The question of whether we could ever love a robot is very relevant. Although you might think “how could I ever fall in love with a machine?”, consider the fact that that “machine” will perhaps look like the man or woman of your dreams and will treat you exactly as you desire.

 

Imagine you could not only decide what your robotic partner will look like but also what background and personality traits he has. We all change and grow over time and it is no rarity that partners in romantic relationship often outgrow each other. This could never happen to you with your robotic partner. He can instantly adapt to whatever change in your life you are going through. Perhaps at times you need to have more space, in other moments you need their closeness. The feelings of your robotic “soul mate” will never get hurt. After all, they are there only for you.

 

Can we trust robots?
If a robot looks and acts in a human way with enough conviction, there is no reason not to believe what it says.
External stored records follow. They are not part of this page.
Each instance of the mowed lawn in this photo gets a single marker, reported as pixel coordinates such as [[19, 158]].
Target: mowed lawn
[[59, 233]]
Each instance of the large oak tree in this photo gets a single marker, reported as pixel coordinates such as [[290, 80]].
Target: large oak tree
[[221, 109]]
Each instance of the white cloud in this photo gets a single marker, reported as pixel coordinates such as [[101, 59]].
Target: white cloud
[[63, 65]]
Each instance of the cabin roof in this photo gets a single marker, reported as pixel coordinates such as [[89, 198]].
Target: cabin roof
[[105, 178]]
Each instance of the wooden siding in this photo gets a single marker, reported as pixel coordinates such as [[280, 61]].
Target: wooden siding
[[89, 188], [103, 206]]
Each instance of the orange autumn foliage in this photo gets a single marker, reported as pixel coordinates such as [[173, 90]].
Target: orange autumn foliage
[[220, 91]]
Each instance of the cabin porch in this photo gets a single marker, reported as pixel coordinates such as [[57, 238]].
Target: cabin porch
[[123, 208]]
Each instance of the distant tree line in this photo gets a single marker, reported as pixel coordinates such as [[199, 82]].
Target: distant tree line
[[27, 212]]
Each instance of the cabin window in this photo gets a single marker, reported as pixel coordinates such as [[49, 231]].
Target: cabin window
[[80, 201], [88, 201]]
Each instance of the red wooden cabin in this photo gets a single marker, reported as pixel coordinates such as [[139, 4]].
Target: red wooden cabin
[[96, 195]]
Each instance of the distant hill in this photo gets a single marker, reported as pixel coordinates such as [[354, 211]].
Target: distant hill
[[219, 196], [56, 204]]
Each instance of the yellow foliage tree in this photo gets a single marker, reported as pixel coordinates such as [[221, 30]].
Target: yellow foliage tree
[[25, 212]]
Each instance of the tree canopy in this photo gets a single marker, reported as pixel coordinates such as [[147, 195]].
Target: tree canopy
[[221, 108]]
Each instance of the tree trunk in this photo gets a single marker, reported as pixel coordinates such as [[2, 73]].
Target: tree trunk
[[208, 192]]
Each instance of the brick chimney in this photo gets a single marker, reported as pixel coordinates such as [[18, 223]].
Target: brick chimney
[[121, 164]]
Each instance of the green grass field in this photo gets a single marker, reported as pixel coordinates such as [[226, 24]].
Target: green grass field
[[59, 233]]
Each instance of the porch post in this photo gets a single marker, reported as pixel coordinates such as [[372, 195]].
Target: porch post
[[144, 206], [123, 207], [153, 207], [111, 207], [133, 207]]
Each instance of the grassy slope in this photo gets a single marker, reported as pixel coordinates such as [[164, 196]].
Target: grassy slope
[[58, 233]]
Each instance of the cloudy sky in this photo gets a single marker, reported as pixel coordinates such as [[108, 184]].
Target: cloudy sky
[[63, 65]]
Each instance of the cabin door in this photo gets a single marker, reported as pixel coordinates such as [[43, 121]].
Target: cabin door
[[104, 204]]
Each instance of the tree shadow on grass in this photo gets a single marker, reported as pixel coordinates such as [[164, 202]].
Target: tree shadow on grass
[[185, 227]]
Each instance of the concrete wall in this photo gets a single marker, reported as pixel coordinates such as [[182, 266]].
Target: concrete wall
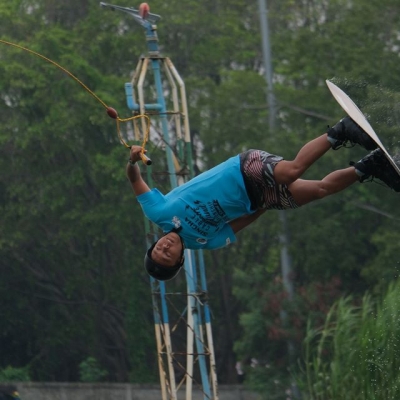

If it’s summer and the robot says “I am hot”, you have no reason to question its statement. But what if it says “I love you”? This brings us to question what love is in the first place.

 

No matter how well developed the technology may be in responding to your emotions and being able to communicate with you in a human-like manner, we cannot forget that technology is always technology. After all, aside from the looks, what differentiates your robotic soul mate from the self-driving car?

 

Currently the advances in technology and artificial intelligence raise more moral questions than ever before. We are forced to consider the meaning of being human, the nature of love and the value of a human life. Perhaps, our doubtful thinking will shift and one day we will accept humanoid robots into our lives as a way of emotional fulfilment. Nonetheless, it feels like the easy way out. Creating connections with other human beings is difficult, messy and uncertain. Real connections make us vulnerable to getting hurt but that’s the part of the deal. After all, vulnerability is a crucial part of life and love.